Sherry, I tried 3 times but could not bring up this file???


----------



## Lacie's Mom (Oct 11, 2006)

Sherry -- I'm also getting an error that the file is not found.


----------



## Furbabies mom (Jul 25, 2011)

Same here!


----------



## Patsy Heck (Jun 10, 2011)

Mee too


----------



## carley (Nov 8, 2008)

https://www.smashwords.com/books/view/129802

Hi all, thanks for tyring, that is the correct link, I used the insert feature, try that or maybe copy/paste the link?

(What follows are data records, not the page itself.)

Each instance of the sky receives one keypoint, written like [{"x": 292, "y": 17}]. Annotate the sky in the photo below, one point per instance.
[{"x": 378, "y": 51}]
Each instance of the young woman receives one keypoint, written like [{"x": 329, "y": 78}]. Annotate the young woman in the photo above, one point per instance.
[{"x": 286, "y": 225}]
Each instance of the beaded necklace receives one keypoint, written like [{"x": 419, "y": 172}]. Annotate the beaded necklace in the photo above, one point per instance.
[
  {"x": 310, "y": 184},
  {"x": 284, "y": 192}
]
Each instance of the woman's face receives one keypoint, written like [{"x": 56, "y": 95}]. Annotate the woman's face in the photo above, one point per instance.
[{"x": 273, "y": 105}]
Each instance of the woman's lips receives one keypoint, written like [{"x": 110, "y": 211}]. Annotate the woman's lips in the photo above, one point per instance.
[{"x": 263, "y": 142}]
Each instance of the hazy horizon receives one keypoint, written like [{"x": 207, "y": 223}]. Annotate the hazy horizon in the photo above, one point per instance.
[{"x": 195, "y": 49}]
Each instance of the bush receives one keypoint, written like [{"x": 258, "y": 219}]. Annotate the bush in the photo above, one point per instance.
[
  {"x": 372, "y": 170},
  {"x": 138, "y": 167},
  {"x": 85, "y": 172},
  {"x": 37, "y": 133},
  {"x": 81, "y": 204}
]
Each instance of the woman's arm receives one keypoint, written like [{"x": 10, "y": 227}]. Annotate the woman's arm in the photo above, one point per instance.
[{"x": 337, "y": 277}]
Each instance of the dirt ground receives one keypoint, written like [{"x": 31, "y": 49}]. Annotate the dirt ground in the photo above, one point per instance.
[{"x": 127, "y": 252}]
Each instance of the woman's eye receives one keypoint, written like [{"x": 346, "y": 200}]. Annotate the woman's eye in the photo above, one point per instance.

Gypsy is one lucky little girl to have such a great mama!!!


----------



## Gypsy's mom (Mar 10, 2011)

Debi to the rescue! Thanks so much for staying on top of this situation. It's a computer thing..? hopefully this solves the problem for folks - it worked for me, but then the link I posted here also worked for me when I tested it. 
As an alternative - simply type Smashwords in the browser then the book can be found in "Children's Books" - best sellers - $2.99 and under - short - 
I wonder if I need to keep posting this notice to keep it on the 'front page' here?
thanks to all!
xo Gypsy's mom!


----------



## Lacie's Mom (Oct 11, 2006)

Sherry -- I can sticky it if you want.


----------



## Gypsy's mom (Mar 10, 2011)

*sticky it?*

lol.... if that's a good thing, please do so! :HistericalSmiley:

is there a way to keep this notice really visible?

thanks!
sherry


----------



## gopotsgo (May 21, 2009)

Beautiful girl. Wonderful mommy. I love happy endings.


----------